Ce qu’on lui a montré, quand le test s’est avéré positif, Emma le décrit comme "un film où un enfant se fait littéralement couper en morceau". Elle fait référence à Silence Scream, un film de propagande datant de 1984 et condamné par la communauté scientifique. "J’ai fait un déni de grossesse à posteriori, mon fils est né et je suis tombée dans une profonde dépression. Je ne peux toujours pas regarder de films, car je ne sais plus faire de distance entre l’écran et la vie", confie Emma, toujours bouleversée à l'évocation de son histoire. Devenue fervente agnostique et féministe engagée, elle milite désormais chez NOW!, la première association féministe américaine.

Une désinformation totalement légale

Lancées dans les années 60, au moment où l’avortement devenait légal aux USA, les Crisis Pregnancy Centers sont financés par les églises évangélistes, protestantes ou catholiques, certains états, comme la Floride, les dédouanent de toute taxe.

Aux États-Unis, la désinformation est autorisée par le premier amendement, celui de la liberté de culte, mais aussi de la liberté d’expression. En 2017, il existait 2 700 Crisis Pregnancy Centers pour 1500 cliniques officielles pratiquant l'avortement. Un déséquilibre qui s'est aggravé depuis : en 2021, le pays comptait 3 000 fausses cliniques, alors que le nombre de vraies continuaient à décliner.
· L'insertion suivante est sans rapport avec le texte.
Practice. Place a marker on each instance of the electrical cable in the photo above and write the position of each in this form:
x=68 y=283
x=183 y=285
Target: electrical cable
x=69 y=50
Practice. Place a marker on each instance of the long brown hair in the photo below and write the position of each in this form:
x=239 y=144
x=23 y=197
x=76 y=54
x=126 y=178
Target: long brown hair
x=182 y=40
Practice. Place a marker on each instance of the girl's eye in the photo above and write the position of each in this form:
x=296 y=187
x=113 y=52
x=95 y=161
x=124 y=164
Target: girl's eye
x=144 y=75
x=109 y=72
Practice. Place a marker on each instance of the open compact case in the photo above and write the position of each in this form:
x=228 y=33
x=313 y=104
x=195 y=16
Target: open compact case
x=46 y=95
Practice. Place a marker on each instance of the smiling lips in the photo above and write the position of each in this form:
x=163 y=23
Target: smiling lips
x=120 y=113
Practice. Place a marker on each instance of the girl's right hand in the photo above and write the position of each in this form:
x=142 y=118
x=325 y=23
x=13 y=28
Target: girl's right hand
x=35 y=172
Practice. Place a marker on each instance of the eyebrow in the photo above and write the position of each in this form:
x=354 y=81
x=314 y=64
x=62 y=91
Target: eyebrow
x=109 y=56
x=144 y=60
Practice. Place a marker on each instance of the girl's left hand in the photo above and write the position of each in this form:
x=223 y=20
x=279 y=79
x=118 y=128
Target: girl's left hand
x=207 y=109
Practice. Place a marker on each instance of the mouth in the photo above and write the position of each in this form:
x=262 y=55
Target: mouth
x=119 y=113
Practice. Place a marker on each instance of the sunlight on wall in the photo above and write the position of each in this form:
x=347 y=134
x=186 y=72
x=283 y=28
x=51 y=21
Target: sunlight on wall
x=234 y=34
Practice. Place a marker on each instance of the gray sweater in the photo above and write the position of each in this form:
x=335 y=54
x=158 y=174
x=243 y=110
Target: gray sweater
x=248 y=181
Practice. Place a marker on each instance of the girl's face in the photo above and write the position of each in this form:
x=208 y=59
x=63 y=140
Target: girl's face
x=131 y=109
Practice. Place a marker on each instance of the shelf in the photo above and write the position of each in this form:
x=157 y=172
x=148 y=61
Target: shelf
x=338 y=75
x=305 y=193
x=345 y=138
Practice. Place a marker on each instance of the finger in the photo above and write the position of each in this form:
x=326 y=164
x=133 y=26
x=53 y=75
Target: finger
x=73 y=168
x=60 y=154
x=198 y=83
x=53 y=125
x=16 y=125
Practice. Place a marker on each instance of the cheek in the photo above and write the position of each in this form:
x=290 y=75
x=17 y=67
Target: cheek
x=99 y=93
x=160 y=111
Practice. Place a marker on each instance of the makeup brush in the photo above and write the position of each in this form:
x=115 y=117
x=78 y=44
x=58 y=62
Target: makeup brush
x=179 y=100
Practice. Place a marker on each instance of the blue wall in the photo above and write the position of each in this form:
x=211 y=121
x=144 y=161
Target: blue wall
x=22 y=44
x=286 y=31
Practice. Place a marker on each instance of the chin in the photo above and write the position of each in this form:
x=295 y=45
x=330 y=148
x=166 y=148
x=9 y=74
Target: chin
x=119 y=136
Il y a urgence de protéger les derniers praticiens, etil devient crucial de diffuser les bonnes informations sur la contraception et la contraception d’urgence puisque certains États ont interdit le port du stérilet et la pilule du lendemain, les considérant comme des pratiques abortives.

Plusieurs membres du congrès et sénateurs démocrates ont réagi en proposant un projet de loi le 23 juin 2022. Carolyn B. Maloney, Suzanne Bonamici et les sénateurs Bob Menendez et Elizabeth Warren ont défendu l’acte Stop Anti-Abortion Disinformation.

"Personne ne devrait avoir à se demander si la personne à qui elles confient leurs questions médicales sont vraiment médecins et si leurs informations sont bonnes et objectives", a estimé Carolyn Maloney. "C’est écœurant que les droits reproductifs soient systématiquement menacés ou attaqués par ces centres, dont l’objectif est de désinformer et de tromper sciemment les personnes enceintes pour qu’elles ne puissent pas avorter".

L'espoir ténu des élections de mi-mandat

Depuis la fin de Roe v. Wade, les CPC ont quartier libre. D'autant que plus de la moitié des États du pays pourraient bannir l'avortement sur leur territoire. Les plus réactifs et restrictifs ? Le Texas, la Louisiane, le Mississippi ou encore l’Alabama... des États dits de la "Bible belt", ou "ceinture de la Bible" en français, en référence à leur influence catholique et conservatrice.

Le soir où Hillary a perdu, en 2016, on a su ce qui allait arriver aux Américaines.

Sur place, les militantes féministes préparent d’ores et déjà la suite : accompagner les femmes du mieux qu’elles peuvent et donner toute leur énergie pour renforcer la contraception. Laura Fokstone, vice-présidente de l’association Florida Now, continue de mener la charge contre les fausses cliniques d’avortement : "Nous cherchons à déterminer la meilleure façon de faire, maintenant, pour les états concernés par l’abolition du droit à l'IVG. On va lever des fonds pour distribuer des pilules du lendemain et informer les personnes sur l'achat en ligne des bons médicaments…"

Laura Fokstone projette son combat et se permet d'espérer : "Les gens doivent juste comprendre combien voter est crucial [aux élections de mi-mandat en novembre pour reconquérir les États, ndrl]. Je suis en colère, outragée, énervée… mais je ne tombe pas des nues. Le soir où Hillary a perdu, en 2016, on a su ce qui allait arriver aux Américaines".